The Whittemore School of Business and Economics students will welcome John Heim of Bedford, NH, as an honorary member of the Entrepreneurial Venture Creation Class of 2009 on Saturday, Dec. 13. The festivities begin at 2 p.m. at Carlyle Place, 40 Route 101, Bedford.
Born in 1907, Heim's formal education ended in the seventh grade when he left school to help with the family business, a New Jersey meat and fish market. As an adult, Heim taught himself accounting and managed several family businesses, including accounting for mortgage debts during the Great Depression. He went on to have a successful career as a real estate manager and financier.
He served in the U.S. Army during World War II. He and his wife of 46 years, Gladys, retired to New Hampshire 25 years ago. For the last eight years, Heim has lived at the Carlyle Assisted Living Facility in Bedford, NH. His wife passed away seven years ago.
Now at age 101, one of Heim's only regrets in life is that he never went to college. The students hope that by including Heim as a member of their class and presenting him with a class membership certificate, they will help make his academic dream come true.
"I was extremely close to my grandfather up until he recently passed away. Ageless Dreamer really made me think about the oldest generation. Whenever we think about someone getting older, we tend to forget that they have dreams and goals that they may have never managed to accomplish in their earlier days. Age shouldn't prevent someone from still dreaming," said Cole Connolly, UNH Whittemore School student and member of the Entrepreneurial Venture Creation Class of 2009.
The students involved with the Ageless Dreamer project are just one of several groups of students in the UNH Internship in Entrepreneurial and Management Practice class who conduct a consulting project with area nonprofit organizations. This semester, students also are working with Autism Respite Resource Outreach, Cocheco Arts and Technology Academy, Krempels Brain Injury Foundation, NH Art Association, NH Carbon Challenge, NH Department of Corrections, Correctional Industries, Southeast New Hampshire Habitat for Humanity, and Women's Business Center, Inc.
The course was created in 2000 by Jeff Sohl, professor of decisions sciences and director of the Center for Venture Research, and Ross Gittell, James R. Carter Professor and professor of management.
"What we try to instill with our entrepreneurship students is the idea of giving something back to society and the business world using their business skills. Working with these various nonprofit groups affords students the opportunity to understand the importance of using their skills to help nonprofits in the business world," Sohl said.

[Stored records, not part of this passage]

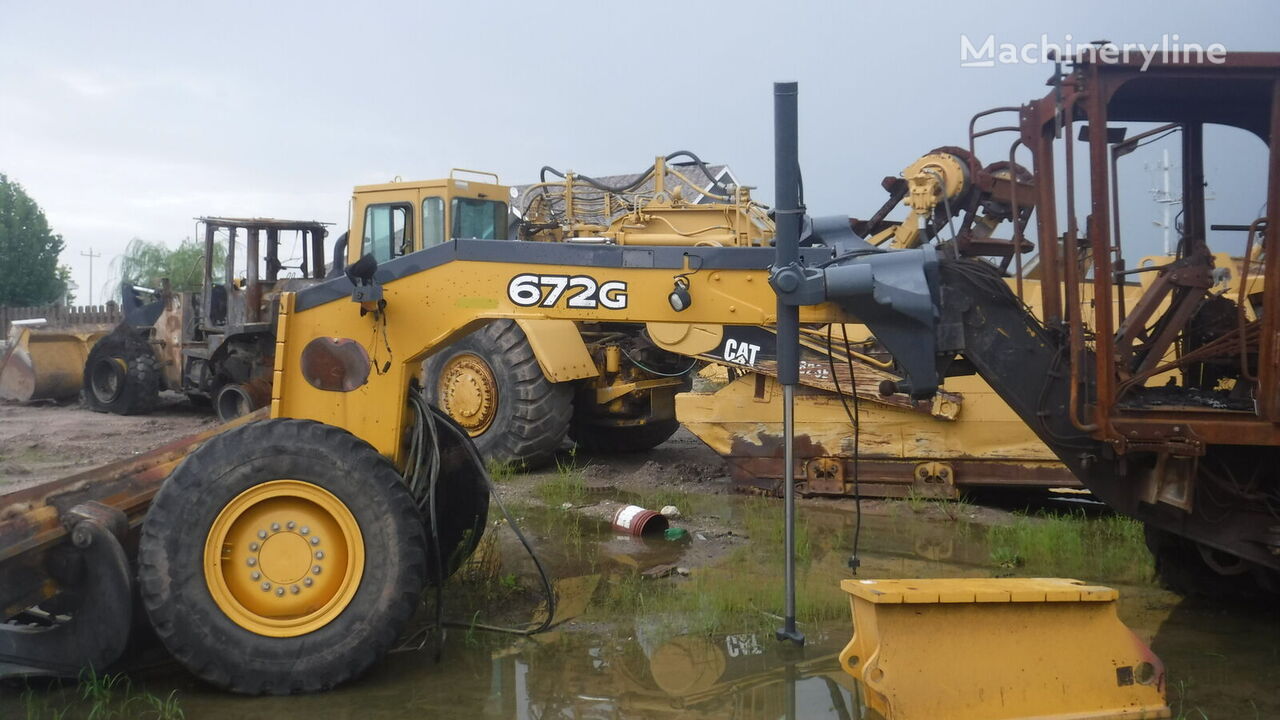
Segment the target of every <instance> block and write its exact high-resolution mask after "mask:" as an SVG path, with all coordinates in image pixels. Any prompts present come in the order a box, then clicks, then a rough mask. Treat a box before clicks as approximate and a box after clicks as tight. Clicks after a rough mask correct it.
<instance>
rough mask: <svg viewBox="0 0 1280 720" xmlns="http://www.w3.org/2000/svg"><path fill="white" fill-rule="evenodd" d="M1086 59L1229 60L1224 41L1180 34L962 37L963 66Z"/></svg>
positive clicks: (1173, 60) (1148, 63) (1111, 59)
mask: <svg viewBox="0 0 1280 720" xmlns="http://www.w3.org/2000/svg"><path fill="white" fill-rule="evenodd" d="M1065 59H1074V60H1083V61H1089V63H1100V64H1115V63H1124V64H1129V63H1137V61H1142V70H1146V69H1147V68H1149V67H1151V64H1152V63H1153V61H1156V60H1160V61H1161V63H1164V64H1187V65H1190V64H1202V63H1211V64H1215V65H1217V64H1222V63H1224V61H1226V46H1225V45H1222V44H1221V42H1211V44H1208V45H1201V44H1199V42H1183V41H1181V38H1180V37H1179V36H1178V33H1165V35H1161V36H1160V41H1158V42H1149V44H1148V42H1120V44H1116V42H1074V41H1073V40H1071V36H1070V35H1068V36H1064V38H1062V42H1055V41H1050V37H1048V35H1046V33H1042V35H1041V36H1039V41H1037V42H1000V41H997V40H996V36H995V35H988V36H987V37H984V38H982V40H980V42H974V40H973V38H970V37H969V36H968V35H963V33H961V35H960V67H963V68H993V67H996V65H1016V64H1036V63H1052V61H1055V60H1065Z"/></svg>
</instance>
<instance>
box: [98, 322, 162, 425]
mask: <svg viewBox="0 0 1280 720" xmlns="http://www.w3.org/2000/svg"><path fill="white" fill-rule="evenodd" d="M81 398H82V400H83V402H84V405H86V406H87V407H88V409H90V410H92V411H95V413H111V414H115V415H142V414H146V413H150V411H151V410H152V409H154V407H155V406H156V404H157V402H159V401H160V361H159V360H157V359H156V356H155V352H154V351H152V350H151V345H150V343H147V341H146V340H145V338H142V337H141V336H138V334H136V333H134V332H131V331H127V329H120V331H116V332H113V333H111V334H108V336H105V337H102V340H100V341H97V342H96V343H95V345H93V347H92V350H90V352H88V360H86V363H84V375H83V380H82V384H81Z"/></svg>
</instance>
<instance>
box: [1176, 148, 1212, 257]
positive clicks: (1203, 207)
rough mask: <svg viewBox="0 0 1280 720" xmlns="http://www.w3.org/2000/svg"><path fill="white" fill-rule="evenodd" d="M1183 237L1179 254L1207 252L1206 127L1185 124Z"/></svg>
mask: <svg viewBox="0 0 1280 720" xmlns="http://www.w3.org/2000/svg"><path fill="white" fill-rule="evenodd" d="M1181 140H1183V177H1181V181H1183V236H1181V238H1179V255H1180V256H1189V255H1193V254H1194V252H1196V251H1197V249H1204V251H1206V252H1207V251H1208V243H1207V237H1208V236H1207V233H1206V229H1207V228H1206V227H1204V126H1203V124H1202V123H1184V124H1183V137H1181Z"/></svg>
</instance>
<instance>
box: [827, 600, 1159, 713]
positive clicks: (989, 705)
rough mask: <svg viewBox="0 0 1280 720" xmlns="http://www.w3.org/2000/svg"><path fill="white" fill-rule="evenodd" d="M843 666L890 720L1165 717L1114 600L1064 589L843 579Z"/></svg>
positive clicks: (1150, 663) (870, 702)
mask: <svg viewBox="0 0 1280 720" xmlns="http://www.w3.org/2000/svg"><path fill="white" fill-rule="evenodd" d="M840 587H841V589H844V591H845V592H847V593H849V594H850V605H851V606H852V614H854V637H852V639H851V641H850V642H849V644H847V646H846V647H845V650H844V652H841V653H840V665H841V666H842V667H844V669H845V671H846V673H849V674H851V675H852V676H854V678H858V679H859V680H861V683H863V687H864V688H865V689H867V693H865V696H864V697H865V698H867V705H868V707H870V708H872V710H874V711H877V712H879V714H881V715H883V716H884V717H886V719H887V720H925V719H931V720H932V719H938V717H946V719H948V720H969V719H973V720H1005V719H1009V720H1012V719H1024V720H1101V719H1103V717H1108V719H1110V717H1115V719H1126V720H1138V719H1153V717H1169V716H1170V715H1171V714H1170V710H1169V707H1167V705H1166V703H1165V666H1164V664H1162V662H1161V661H1160V659H1157V657H1156V656H1155V655H1153V653H1152V652H1151V648H1148V647H1147V644H1146V643H1143V642H1142V641H1140V639H1138V637H1137V635H1134V634H1133V632H1132V630H1130V629H1129V628H1126V626H1125V625H1124V623H1121V621H1120V619H1119V618H1117V616H1116V600H1117V598H1119V593H1117V592H1116V591H1114V589H1111V588H1106V587H1101V585H1088V584H1084V583H1082V582H1080V580H1068V579H1061V578H1051V579H1039V578H1036V579H1030V578H954V579H928V580H844V582H841V584H840Z"/></svg>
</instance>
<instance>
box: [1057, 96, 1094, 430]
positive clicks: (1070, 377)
mask: <svg viewBox="0 0 1280 720" xmlns="http://www.w3.org/2000/svg"><path fill="white" fill-rule="evenodd" d="M1082 100H1087V96H1085V95H1083V94H1080V92H1075V91H1073V92H1071V94H1070V96H1069V97H1066V99H1065V100H1064V101H1062V106H1064V109H1062V118H1064V119H1062V122H1064V129H1065V132H1064V138H1065V142H1066V147H1065V158H1066V167H1065V169H1064V172H1065V179H1066V233H1065V234H1064V237H1062V255H1064V258H1062V290H1064V295H1065V297H1064V300H1065V302H1066V333H1068V336H1066V337H1068V343H1069V351H1070V361H1069V363H1068V364H1066V365H1068V372H1069V375H1070V377H1069V386H1070V400H1069V401H1068V407H1066V415H1068V419H1069V420H1070V421H1071V425H1074V427H1075V428H1076V429H1078V430H1080V432H1085V433H1092V432H1094V430H1097V429H1098V425H1097V424H1096V423H1085V421H1084V420H1083V419H1082V416H1080V384H1082V383H1083V382H1084V377H1083V360H1084V357H1085V352H1084V320H1083V319H1082V313H1080V286H1079V283H1080V282H1082V281H1080V279H1079V278H1078V277H1076V270H1078V269H1079V261H1080V258H1079V255H1080V251H1079V246H1078V245H1076V241H1078V238H1079V232H1080V228H1079V224H1078V223H1076V219H1075V142H1074V140H1073V136H1074V135H1075V133H1074V132H1073V127H1074V114H1075V104H1076V102H1079V101H1082ZM1091 122H1092V118H1091Z"/></svg>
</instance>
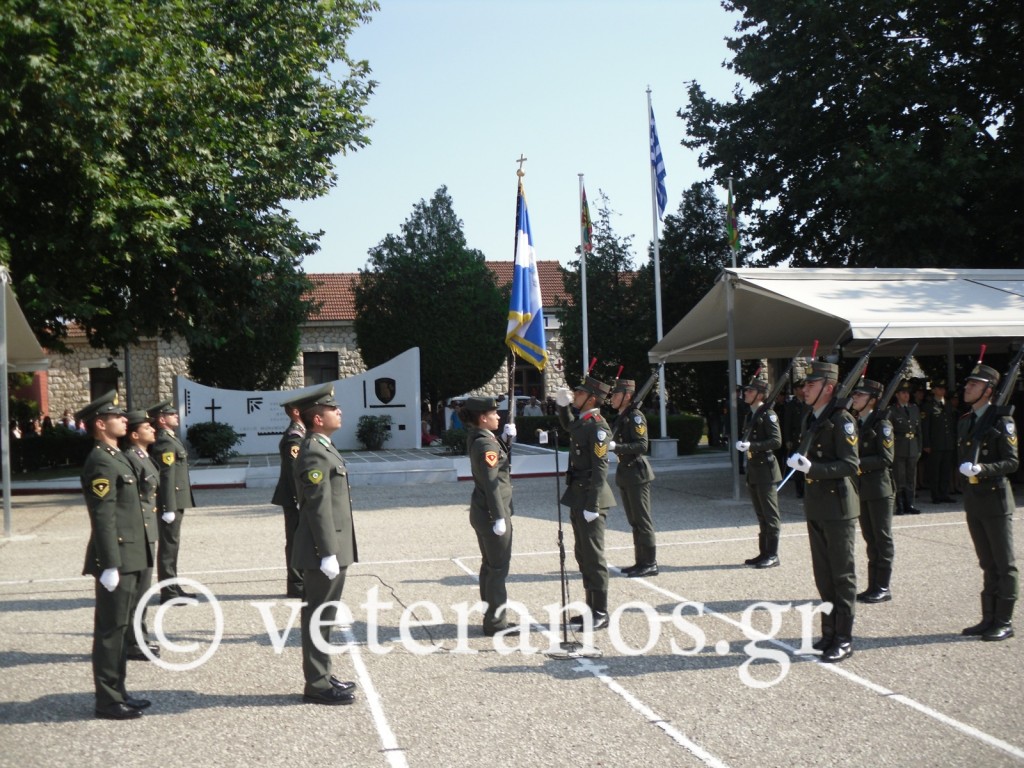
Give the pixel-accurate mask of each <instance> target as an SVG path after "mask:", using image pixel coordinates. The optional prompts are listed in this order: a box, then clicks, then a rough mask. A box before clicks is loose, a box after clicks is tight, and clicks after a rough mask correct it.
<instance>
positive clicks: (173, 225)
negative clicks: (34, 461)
mask: <svg viewBox="0 0 1024 768" xmlns="http://www.w3.org/2000/svg"><path fill="white" fill-rule="evenodd" d="M375 8H376V3H375V2H373V0H297V2H292V3H265V2H257V0H142V1H136V0H60V2H53V1H52V0H15V2H12V3H6V4H4V5H3V7H2V9H0V73H2V74H0V135H2V136H3V140H2V142H0V177H2V178H3V180H4V181H3V184H2V185H0V258H2V259H4V260H5V261H9V263H10V266H11V271H12V273H13V274H14V276H15V279H16V280H17V282H18V283H17V285H18V296H19V299H20V301H22V305H23V307H24V308H25V310H26V314H27V315H28V317H29V318H30V322H31V323H32V325H33V327H34V329H35V330H36V331H37V333H38V334H39V335H40V337H41V339H42V341H43V342H44V343H45V344H47V345H48V346H50V347H56V348H59V346H60V344H61V338H62V337H63V336H65V334H66V332H67V325H68V324H69V323H72V322H74V323H77V324H78V325H80V326H81V327H82V328H83V329H84V330H85V332H86V334H87V335H88V337H89V340H90V341H91V342H92V343H93V344H94V345H96V346H104V347H108V348H110V349H112V350H116V349H119V348H121V347H123V346H125V345H127V344H130V343H132V342H134V341H136V340H137V339H138V338H140V337H144V336H153V335H158V334H160V335H163V336H165V337H168V336H170V335H171V334H173V333H178V334H181V335H183V336H184V337H185V339H186V340H187V341H188V343H189V345H190V346H193V347H198V350H197V359H201V358H202V357H203V356H204V355H206V354H207V353H208V352H209V351H210V350H218V352H219V353H221V354H225V355H233V356H234V358H244V357H245V353H244V350H240V349H231V348H232V347H237V346H239V345H245V348H246V349H249V350H255V349H259V348H260V346H261V344H262V340H261V339H257V336H258V334H260V333H262V332H263V331H264V330H266V329H267V328H269V327H271V326H272V325H273V324H274V323H279V322H280V323H289V324H291V323H295V322H297V321H299V319H301V318H304V316H305V311H304V308H303V307H301V306H300V297H301V290H299V281H300V279H301V274H300V268H299V267H300V264H301V258H302V256H304V255H308V254H310V253H312V252H314V251H315V249H316V247H317V246H316V240H317V236H316V234H310V233H307V232H303V231H302V230H301V229H300V228H299V227H298V224H297V222H296V221H295V220H294V218H293V217H292V216H291V215H290V214H289V213H288V211H287V210H286V209H285V207H284V203H285V202H286V201H289V200H296V199H309V198H313V197H316V196H319V195H323V194H325V193H326V191H327V189H328V188H330V186H332V185H333V183H334V181H335V175H334V171H333V166H332V158H333V156H335V155H337V154H338V153H342V152H348V151H353V150H356V148H358V147H360V146H362V145H364V144H366V143H367V139H366V137H365V135H364V131H365V129H366V128H367V127H368V125H369V120H368V119H367V118H366V117H364V116H362V115H361V109H362V108H364V105H365V104H366V102H367V99H368V97H369V95H370V93H371V91H372V89H373V86H374V84H373V82H372V81H370V80H369V79H368V78H369V66H368V65H367V62H366V61H356V60H353V59H351V58H350V57H349V56H348V54H347V53H346V51H345V44H346V41H347V38H348V36H349V35H350V33H351V32H352V31H353V30H354V29H355V28H356V26H357V25H358V24H360V23H362V22H365V20H367V18H368V14H369V13H370V11H372V10H373V9H375ZM329 65H335V70H337V69H338V66H339V65H340V66H341V69H342V70H344V71H345V72H344V75H343V77H341V79H336V77H335V76H332V74H331V73H332V71H334V70H329ZM254 302H260V305H259V306H257V305H255V303H254ZM272 305H276V306H272ZM285 305H287V306H285ZM286 335H287V334H286ZM279 346H280V347H281V351H282V354H284V353H285V351H286V347H287V346H288V345H287V344H280V345H279ZM227 350H230V351H227ZM296 351H297V345H296V346H294V347H293V348H292V349H291V351H290V353H289V356H288V359H289V362H291V360H292V359H294V356H295V353H296ZM250 365H251V364H250Z"/></svg>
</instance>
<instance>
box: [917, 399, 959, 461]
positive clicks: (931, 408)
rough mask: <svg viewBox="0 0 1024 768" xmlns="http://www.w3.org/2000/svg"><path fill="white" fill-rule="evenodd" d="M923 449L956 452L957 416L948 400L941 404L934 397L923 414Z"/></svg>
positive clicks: (924, 409) (922, 433)
mask: <svg viewBox="0 0 1024 768" xmlns="http://www.w3.org/2000/svg"><path fill="white" fill-rule="evenodd" d="M921 440H922V447H926V449H929V450H931V451H955V450H956V414H955V413H954V412H953V408H952V406H950V404H949V402H948V400H947V401H944V402H939V401H938V400H936V399H935V398H934V397H933V398H932V399H930V400H928V402H926V403H925V408H924V409H923V410H922V412H921Z"/></svg>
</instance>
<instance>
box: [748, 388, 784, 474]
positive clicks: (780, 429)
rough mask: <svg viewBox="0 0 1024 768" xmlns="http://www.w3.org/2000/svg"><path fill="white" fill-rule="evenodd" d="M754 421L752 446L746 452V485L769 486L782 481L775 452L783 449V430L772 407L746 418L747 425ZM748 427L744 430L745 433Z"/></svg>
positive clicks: (751, 440) (751, 437) (751, 433)
mask: <svg viewBox="0 0 1024 768" xmlns="http://www.w3.org/2000/svg"><path fill="white" fill-rule="evenodd" d="M751 419H753V420H754V428H753V429H752V430H751V446H750V447H749V449H748V450H746V484H748V485H767V484H768V483H772V482H778V481H779V480H781V479H782V473H781V472H779V471H778V461H777V460H776V459H775V453H774V452H775V451H778V450H779V449H780V447H782V429H781V427H779V424H778V415H777V414H776V413H775V412H774V411H773V410H772V409H771V407H770V406H765V407H764V408H762V409H761V410H760V411H758V412H757V413H756V414H755V413H752V414H751V415H750V416H748V417H746V425H750V423H751ZM745 429H746V426H745V425H744V427H743V430H744V432H745Z"/></svg>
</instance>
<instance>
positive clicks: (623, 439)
mask: <svg viewBox="0 0 1024 768" xmlns="http://www.w3.org/2000/svg"><path fill="white" fill-rule="evenodd" d="M611 439H613V440H614V441H615V456H616V457H618V467H617V468H616V469H615V484H616V485H618V487H626V486H629V485H642V484H643V483H645V482H650V481H651V480H653V479H654V470H653V469H651V467H650V461H649V460H648V459H647V447H648V445H649V441H648V434H647V419H646V418H645V417H644V415H643V414H642V413H640V410H639V409H636V408H632V407H631V408H628V409H626V410H625V411H624V412H623V413H621V414H620V415H618V416H617V417H616V418H615V426H614V428H613V429H612V431H611Z"/></svg>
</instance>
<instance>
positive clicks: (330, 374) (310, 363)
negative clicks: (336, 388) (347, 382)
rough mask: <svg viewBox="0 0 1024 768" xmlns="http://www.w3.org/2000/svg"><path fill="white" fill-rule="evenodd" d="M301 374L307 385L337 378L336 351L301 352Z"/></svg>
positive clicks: (336, 352) (330, 380) (315, 383)
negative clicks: (301, 365) (319, 351)
mask: <svg viewBox="0 0 1024 768" xmlns="http://www.w3.org/2000/svg"><path fill="white" fill-rule="evenodd" d="M302 375H303V379H304V382H305V386H307V387H310V386H312V385H313V384H326V383H328V382H329V381H336V380H337V378H338V353H337V352H303V353H302Z"/></svg>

"The team working with the Ageless Dreamer Foundation decided to take the concept of giving one step further, on their own, to recognize an individual who has a dream to receive some form of academic recognition for his long time work in the accounting world. So through a joint effort of this entrepreneurial studies option, the Ageless Dreamer Foundation, and the students, this was able to happen," he said.
Founded in January 2006, the Ageless Dreamer Foundation is a Dover, NH-based nonprofit that makes long-held dreams come true for the oldest generation. The group aims to erase the stigma of being older, which has become so prevalent in our society, and encourage the nation's oldest generation to continue to dream.
"For most of us, dreams are the things that life is made of. But in today's society, if you're older, dreaming is too often in vain. The Ageless Dreamer Foundation is dedicated to the sole proposition that being part of our oldest generation is no reason for having to dream in vain," said Laurie Widmark, founder of the Ageless Dreamer Foundation.